Levantei-me e encaminhei-me para casa. Ao passar pelo pequeno santuário, inspecionei o buraco, não fosse o diabo tecê-las. As tábuas estavam no sítio, com as pedras em cima a fazer peso. Tanto quanto percebi, ninguém lhes mexera. Um monte de folhas caídas cobria a tampa do poço. Devido à chuva, haviam perdido as cores brilhantes e ficaram encharcadas. Repleta de juventude e frescor na primavera, a folhagem conhecia a inevitável queda no outono.
Ali parado a olhar para as tábuas, assaltou-me o pensamento de que o Cara Comprida, com a sua face oblonga e o crânio em forma de ovo, poderia meter a cabeça de fora do poço a qualquer minuto. Mas as tábuas não se mexeram um milímetro. Obviamente. O alçapão do Cara Comprida era quadrado, e não redondo, e mais pequeno, dava para uma só pessoa. Além disso, aquele buraco era a morada do Comendador, e não do Cara Comprida. Ou, quando mais não fosse, o sítio que albergava a Ideia que pedira a forma emprestada ao Comendador. Tinha sido o Comendador quem me convocara ao tocar o sino e me deixara entrar no poço.
Tudo começara com o poço. Depois de Menshiki e eu termos escancarado a cobertura com a ajuda da retroescavadora, os acontecimentos haviam-se precipitado. Por outro lado, tudo podia ter começado quando eu descobri A Morte do Comendador no sótão e o libertei do seu invólucro. A bem dizer, era essa a sequência correta.
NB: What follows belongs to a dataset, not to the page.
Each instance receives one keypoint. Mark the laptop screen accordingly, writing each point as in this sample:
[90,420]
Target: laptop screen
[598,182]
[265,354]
Ou talvez os dois acontecimentos tivessem sido simultâneos. A Morte do Comendador podia ter funcionado como aquilo a que chamamos a Ideia posta à consideração do público. Por seu turno, o aparecimento do Comendador podia ter sido a minha recompensa por ter revelado o quadro. Quanto mais matutava, menos conseguia dizer qual a causa e qual a consequência.
Quando cheguei a casa, o Jaguar já lá não estava. Menshiki devia ter apanhado um táxi para vir buscá-lo. Ou então enviara algum funcionário ao seu serviço. Entretanto, o meu Toyota Corolla salpicado de lama ficara parado à porta, ao abandono. Menshiki tinha razão. Mais dia, menos dia, devia dar-me ao trabalho de verificar os pneus. Isto apesar de nunca ter chegado a comprar um medidor de pressão e ser altamente improvável que viesse a fazê-lo.
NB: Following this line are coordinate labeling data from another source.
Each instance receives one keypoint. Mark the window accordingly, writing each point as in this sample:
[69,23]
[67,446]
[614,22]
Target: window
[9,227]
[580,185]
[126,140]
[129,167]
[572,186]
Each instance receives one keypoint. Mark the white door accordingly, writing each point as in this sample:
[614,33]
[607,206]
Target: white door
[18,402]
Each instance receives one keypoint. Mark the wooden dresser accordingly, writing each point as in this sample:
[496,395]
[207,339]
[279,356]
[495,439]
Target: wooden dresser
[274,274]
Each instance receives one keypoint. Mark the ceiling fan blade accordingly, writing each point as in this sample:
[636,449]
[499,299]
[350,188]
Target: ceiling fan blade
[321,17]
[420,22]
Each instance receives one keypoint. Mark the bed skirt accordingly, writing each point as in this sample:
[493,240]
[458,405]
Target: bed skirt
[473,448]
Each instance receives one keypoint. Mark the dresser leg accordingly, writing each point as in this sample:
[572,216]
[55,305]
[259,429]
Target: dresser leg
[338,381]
Regressei à cozinha, decidido a tratar do almoço, mas ainda mal pegara na faca quando percebi que a fome canina desaparecera. Em contrapartida, estava sonolento até dizer chega. Peguei numa manta, deitei-me ao comprido no sofá da sala e depressa adormeci. Tive um sonho curto, mas vívido e convincente. Dava a sensação de que um fragmento da vida real se introduzira à sorrelfa no meu sono. Assim que despertei, fugiu a sete pés como um animal assustado sem deixar rasto.